It is mid-day Saturday and the Carter-Finley Stadium parking lots sit barren. The only things disturbing the grass are an occasional bird and a soft breeze. Although the atmosphere hints toward an uneventful day — it isn’t — it is the first day of the 2006 football season.
The familiar crowd of fans up since dawn, covered head to toe in red paint, chugging beer and playing games is nowhere to be seen. The smell of roasting pigs, grilled hot dogs and bratwurst that choked the air in these lots during game days years ago are nowhere to be found.
The strictly enforced restrictions placed on tailgaters as a reaction to a tailgate shooting almost two years ago have delayed this game-day atmosphere until just hours before kickoff.
The University-induced policies ended the tradition of all-day tailgating by permitting fans into the parking lots just four hours before the game and disallowing kegs and loud music.
Many fans who strive for that atmosphere have found ways around the rules by tailgating in other areas. The large grass field on the corner of Hillsborough Street and Blue Ridge Road began filling up much earlier than the stadium lots.
“We came here because we can come out here at eight in the morning if we want to,” Liz Groff, a senior in communication, said. “If you want to tailgate early, you will tailgate — just not near Carter-Finley Stadium.”
Students from Appalachian State University, such as Drew Aaron, a junior in business management, and Zack Scott, a senior in exercise science, experienced a different tailgating atmosphere than they are used to.
“N.C. State has so many rules,” Aaron said. “App.

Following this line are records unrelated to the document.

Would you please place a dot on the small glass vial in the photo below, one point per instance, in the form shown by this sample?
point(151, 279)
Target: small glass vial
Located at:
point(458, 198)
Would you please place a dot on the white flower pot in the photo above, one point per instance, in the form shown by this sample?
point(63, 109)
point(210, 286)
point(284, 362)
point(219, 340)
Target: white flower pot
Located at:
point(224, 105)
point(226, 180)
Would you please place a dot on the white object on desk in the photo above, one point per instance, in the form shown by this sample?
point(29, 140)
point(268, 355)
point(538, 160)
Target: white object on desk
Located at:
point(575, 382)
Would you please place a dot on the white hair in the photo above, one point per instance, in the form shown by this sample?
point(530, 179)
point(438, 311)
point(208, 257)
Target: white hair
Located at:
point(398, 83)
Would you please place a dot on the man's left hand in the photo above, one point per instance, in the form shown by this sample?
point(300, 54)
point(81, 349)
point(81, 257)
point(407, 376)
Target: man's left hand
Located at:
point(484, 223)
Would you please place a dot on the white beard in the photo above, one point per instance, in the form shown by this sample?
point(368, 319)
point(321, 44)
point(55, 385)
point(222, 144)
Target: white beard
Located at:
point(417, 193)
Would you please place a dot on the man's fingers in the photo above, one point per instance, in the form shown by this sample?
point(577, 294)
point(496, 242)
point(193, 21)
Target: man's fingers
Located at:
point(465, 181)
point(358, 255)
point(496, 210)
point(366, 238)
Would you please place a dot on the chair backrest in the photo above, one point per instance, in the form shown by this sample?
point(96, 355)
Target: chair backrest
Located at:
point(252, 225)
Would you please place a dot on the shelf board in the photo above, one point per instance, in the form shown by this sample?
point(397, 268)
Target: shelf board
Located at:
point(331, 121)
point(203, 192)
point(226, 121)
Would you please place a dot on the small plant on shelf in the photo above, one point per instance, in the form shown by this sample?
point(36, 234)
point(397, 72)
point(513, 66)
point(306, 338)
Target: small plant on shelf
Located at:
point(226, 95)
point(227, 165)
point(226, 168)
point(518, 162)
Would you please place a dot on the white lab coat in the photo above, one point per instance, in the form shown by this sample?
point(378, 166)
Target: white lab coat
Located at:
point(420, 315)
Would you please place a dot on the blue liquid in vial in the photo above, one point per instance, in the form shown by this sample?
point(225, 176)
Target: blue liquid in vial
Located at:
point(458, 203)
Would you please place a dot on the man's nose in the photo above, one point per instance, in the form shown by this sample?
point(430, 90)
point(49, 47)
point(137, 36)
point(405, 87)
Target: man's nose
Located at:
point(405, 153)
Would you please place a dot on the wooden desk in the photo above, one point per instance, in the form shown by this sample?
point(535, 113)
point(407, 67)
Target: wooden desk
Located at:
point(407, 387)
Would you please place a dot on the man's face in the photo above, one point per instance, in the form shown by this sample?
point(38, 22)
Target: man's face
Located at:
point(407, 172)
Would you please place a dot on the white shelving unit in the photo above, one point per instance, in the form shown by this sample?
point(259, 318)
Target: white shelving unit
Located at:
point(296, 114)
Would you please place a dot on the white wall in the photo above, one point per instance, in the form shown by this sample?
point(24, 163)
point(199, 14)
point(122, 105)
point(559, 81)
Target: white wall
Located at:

State has no rules.”
Scott agreed with Aaron, saying he couldn’t figure out why kegs weren’t allowed.
“If you can sit here and drink a beer, why can’t you have a keg?” Scott added.
Reed Johnson, a junior in sports management, has tailgated with Aaron and Scott in both Raleigh and Boone.
“I enjoyed the game at Appalachian State more than I did here,” Johnson said.
Another reason fans had trouble tailgating was the lack of parking permits handed out and the lack of outdoor toilets provided throughout the parking lots.
Lines began to stretch at the few outdoor toilets scattered over the lots, creating problems for fans like Sarah Maness, a sophomore in biological sciences, who was waiting in line for the bathroom.
“We’ve been waiting here a long time,” Maness said, “At least half an hour.”
One of the parking lots closest to the stadium on the fairground side of Trinity Road was not even half full two hours before kickoff. Fans that didn’t get parking passes were left to tailgate away from the stadium.
Corey Gooden, a senior in paper science, who received a pass, expressed his lack of understanding for the parking pass situation.
“We got a whole lot of empty [spaces] and nobody got parking passes,” Gooden said.